At a symposium at the Henry Street Settlement House, the class learned about Lillian Wald, America’s first public-health nurse and a champion of immigrants, orphans, and dispossessed on the Lower East Side of Manhattan. Wald founded the Henry Street Settlement House in 1893, and the symposium on her legacy was held in the original house, in her old dining room. Wald was also instrumental in building New York City’s first public playground, founding the Visiting Nurses Service, and creating the National Association for the Advancement of Colored People.
At the headquarters of the New York Police Department, the students heard from veteran police officers about the ingenuity, legwork, and luck involved in certain high-profile cases. They also saw firsthand some of the surveillance technology that sweeps up vast amounts of information throughout the city. During the fourth nor’easter in March, the group trekked to an innovative court and community justice center in Red Hook, Brooklyn, where they sat alongside a judge as he heard cases.
When not eating on the run, the students compared notes over meals at Ethiopian, Oaxacan, Georgian, Korean, Chinese, and Mediterranean restaurants.
The spring-break trip was led by Jim Dwyer, a longtime New York City reporter and columnist who has been with The New York Times since 2001. He is teaching JRN 440 this semester as a visiting Ferris Professor of Journalism, and he has woven the students’ opportunity to do on-the-ground reporting in the city throughout the course’s syllabus.
“By reporting on the city’s physical and human infrastructure, we could see the forces that shape New York,” Dwyer explains. “And when we couldn’t literally see them, as when we were deep underground, standing right under giant mains that carry one billion gallons of mountain water to the city every day, we could feel their power.”

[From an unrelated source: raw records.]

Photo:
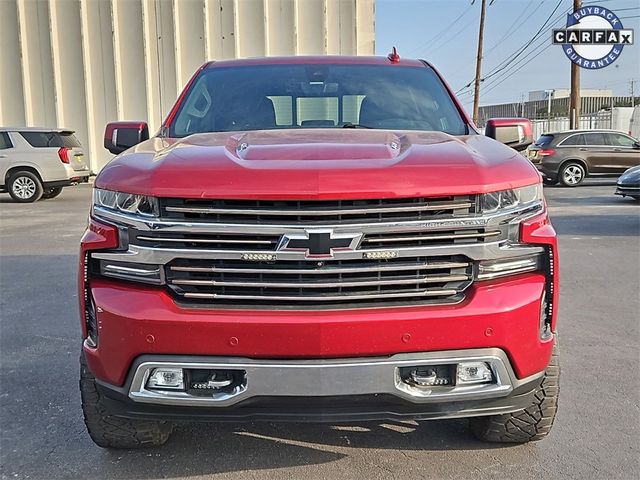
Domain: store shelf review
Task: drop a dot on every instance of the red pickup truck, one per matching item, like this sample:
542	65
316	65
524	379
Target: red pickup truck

This semester’s JRN trip to New York City is just the latest installment in the Ferris Seminars’ Princeton Global Reporting Initiative. In Fall 2017, Deborah Amos of NPR News took the students in her course, JRN 449—International News: Migration Reporting, to Manitoba, Canada, to learn about Canada’s approach to resettling refugees and its attitude toward those seeking asylum. In Spring 2017, Elaine Sciolino of The New York Times took her students in “JRN 456—Local Reporting: Paris as a Case Study” to the City of Lights for the chance to report on the behind-the-scenes workings of that city.
This summer will mark the third time that Journalism, together with the Seeger Center for Hellenic Studies, takes six students to Athens for the summer seminar JRN 465/HLS 465—Reporting on the Front Lines of History in Greece. Led by Ferris Professor in Residence Joe Stephens, the intensive, six-week course is an exceptional experience for students interested in learning the practices and skills of accomplished international correspondents.
The Global Reporting Initiative will continue in Fall 2018, when three JRN courses will include fall-break reporting trips led by visiting Ferris Professors.
Kira Kay, creator and director of the Bureau for International Reporting, will teach a course on “Reporting After War: Post-Conflict Nation Building in Bosnia,” where she will bring students for in-field reporting during a national election. Kathleen McCleery, a special correspondent and freelance producer for PBS NewsHour, will bring her class to a yet-to-be-determined state with a hotly contested Congressional race for reporting opportunities as part of “Politics and the Media: Covering the 2018 Elections.” And Amos will again teach “Migration Reporting,” the course that compares American and Canadian immigration and refugee policies and practices and that features a trip to Winnipeg.